Os Vereadores e as estruturas locais do PSD não se furtarão ao diálogo, nem a assumir as suas responsabilidades. 

Contudo não aceitamos dizer que estamos contra, só porque estamos contra, e quando sabemos que estamos obrigados internacionalmente a cumprir um programa de reforma da administração do poder local. 

Aliás, este programa de reforma visa ainda, para além da reorganização das estruturas autárquicas de Freguesia, o reordenamento do sector empresarial local, o regime de financiamento e a legislação eleitoral. 

Esta reforma tem como finalidade descentralizar mais ainda as competências e os recursos financeiros, de modo a que as Juntas de Freguesia ganhem capacidade de intervenção e autonomia. Esperamos que isto não preocupe o poder municipal, em detrimento das populações mais recônditas do nosso Concelho. 

Não havendo intervenção das populações e agentes locais poderemos ficar sujeitos a definições do poder central, que não conhecendo em pormenor o nosso Município venham ainda penalizar mais esta reorganização. Para isso é que foi lançado o Documento Verde, uma forma de discussão e apresentação de ideias. 

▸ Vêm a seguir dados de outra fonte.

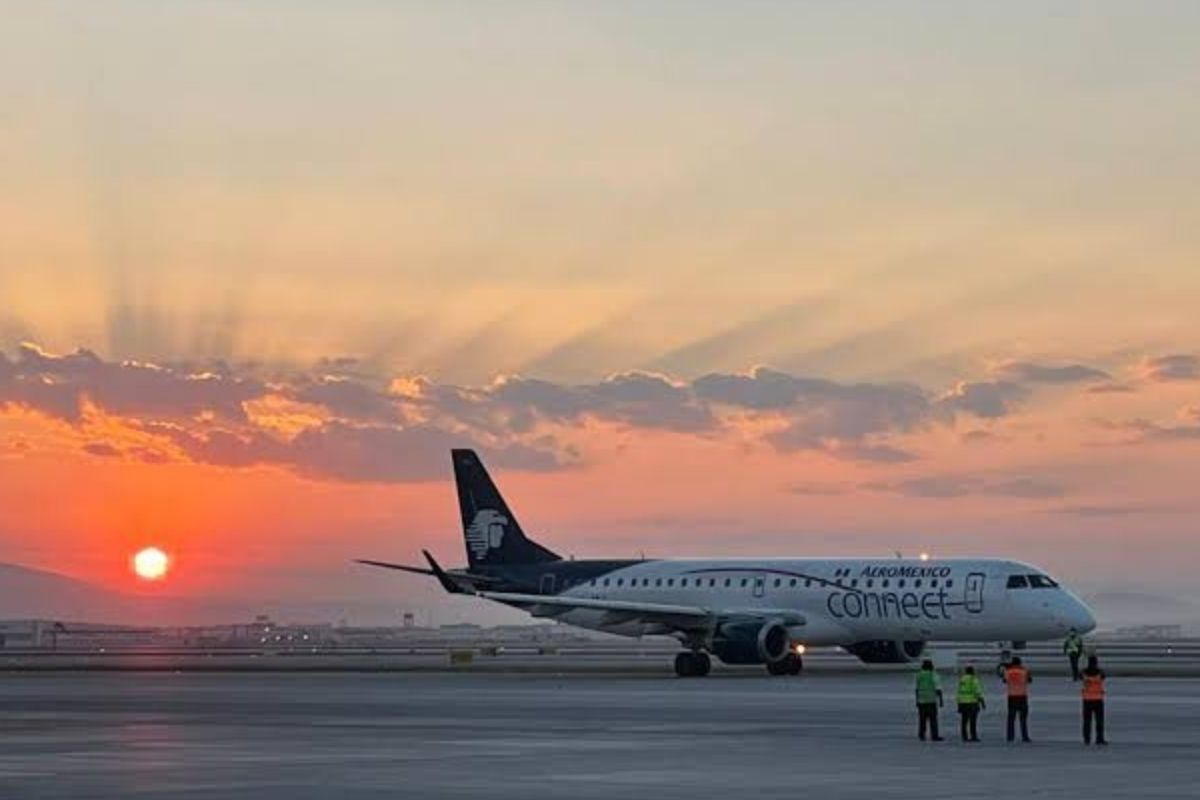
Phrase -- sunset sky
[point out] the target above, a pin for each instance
(696, 278)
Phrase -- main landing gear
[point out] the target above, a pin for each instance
(693, 663)
(790, 665)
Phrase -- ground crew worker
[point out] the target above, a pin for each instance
(1018, 680)
(929, 697)
(1073, 647)
(1093, 701)
(970, 699)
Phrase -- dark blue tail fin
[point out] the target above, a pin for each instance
(492, 531)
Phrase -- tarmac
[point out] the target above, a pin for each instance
(300, 735)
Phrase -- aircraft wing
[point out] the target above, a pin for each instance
(619, 612)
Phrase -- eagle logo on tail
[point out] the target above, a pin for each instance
(486, 531)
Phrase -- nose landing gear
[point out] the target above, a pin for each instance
(693, 663)
(790, 665)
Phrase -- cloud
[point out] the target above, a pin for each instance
(1104, 510)
(1037, 373)
(988, 400)
(1110, 389)
(958, 486)
(1155, 432)
(58, 385)
(101, 449)
(1171, 367)
(341, 421)
(358, 453)
(345, 397)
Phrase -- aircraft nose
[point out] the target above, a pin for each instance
(1080, 615)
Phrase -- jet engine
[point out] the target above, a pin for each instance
(886, 651)
(750, 643)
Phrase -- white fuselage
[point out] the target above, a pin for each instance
(832, 601)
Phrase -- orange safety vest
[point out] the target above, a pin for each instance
(1018, 679)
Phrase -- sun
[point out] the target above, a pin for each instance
(150, 564)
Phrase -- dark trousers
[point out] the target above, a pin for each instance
(969, 717)
(1019, 708)
(1093, 710)
(927, 716)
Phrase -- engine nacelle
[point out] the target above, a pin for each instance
(886, 651)
(747, 643)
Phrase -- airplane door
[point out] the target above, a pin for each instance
(973, 597)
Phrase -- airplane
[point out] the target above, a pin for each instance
(753, 611)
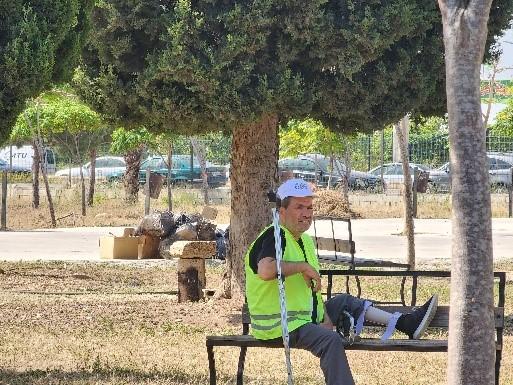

Todavia não aceitaremos que este processo fique esquecido até ao último dia, para que nessa ocasião se venha a assumir uma qualquer proposta feita nas costas das populações e sem qualquer debate sério e consensual. 

Esta é uma matéria para as gerações futuras e consequentemente impõe diálogo e consensos, tal como aconteceu, por exemplo, no Município de Lisboa onde, mesmo antes deste processo, foi possível delinear uma profunda reforma consensual entre todas as forças políticas. 

Pelo exposto, os vereadores eleitos nas listas da coligação “Pela Nossa Terra” votam CONTRA a proposta de deliberação apresentada e esperam que, volvida esta fase, o Sr. Presidente da Câmara promova a apresentação dos estudos que a autarquia já efectuou, as conclusões a que chegou bem como as soluções que propõe."

Empresas municipais

Na última reunião da Câmara Municipal também foram aprovados os Planos de Atividades e os Orçamentos para o próximo ano, da empresa municipal, EMUNIBASTO, e da régie-cooperativa BASTO VIDA.

Os Vereadores tomaram a seguinte posição em relação a cada uma das votações:

"Considerando que:

· É manifestamente insuficiente o prazo de 48 horas para analisar os documentos em apreciação;

· Não é analisada a possível influência da implementação da Reforma da Administração Local;
· Não é conhecida a execução orçamental de 2011, ao longo do ano, de modo a aquilatar das condições actuais para se assumir o Plano de Actividades e Orçamento apresentado; os vereadores eleitos nas listas da coligação “Pela Nossa Terra” ABSTÊM-SE na votação destes documentos.
"

Plano e Orçamento aprovados

Os Vereadores do PSD abstiveram-se na votação em que foram aprovadas as Grandes Opções do Plano e o Orçamento para 2012, tendo apresentado a seguinte declaração de voto:


"Considerando que:
  • ·      É manifestamente insuficiente o prazo de 48 horas para analisar os documentos em apreciação;
  • · Não houve prévia discussão das suas linhas orientadoras, no executivo;
  • ·   Não são conhecidos os estudos, os projectos, as candidaturas e as prioridades das obras constantes das GOP;
  • ·    Não é conhecida a execução orçamental de 2011, ao longo do ano, de modo a aquilatar das condições actuais para se assumir o Plano de Actividades e Orçamento apresentado;
  • · Parecem existir algumas discrepâncias no que concerne às despesas com pessoal;
  • ·      Verificar-se um aumento significativo nas despesas com viadutos e arruamentos num ano de necessária contenção orçamental;
  • · Parecer exagerado a previsão do aumento das receitas;
  • · Não foi acolhida qualquer das propostas apresentadas pelo PSD, cabendo assim exclusivamente ao PS a elaboração deste documento e a sua execução."

Câmara aumenta taxas

Na última reunião da Câmara Municipal foi aprovada pela maioria socialista o aumento de taxas em valores tão significativos, que os vereadores do PSD votaram contra e apresentaram a seguinte declaração de voto:
"Exceptuando as taxas a eliminar e os aumentos globais de 3,26% em linha com a inflação, todas as propostas restantes variam em aumentos compreendidos entre cerca de 184% e 546%."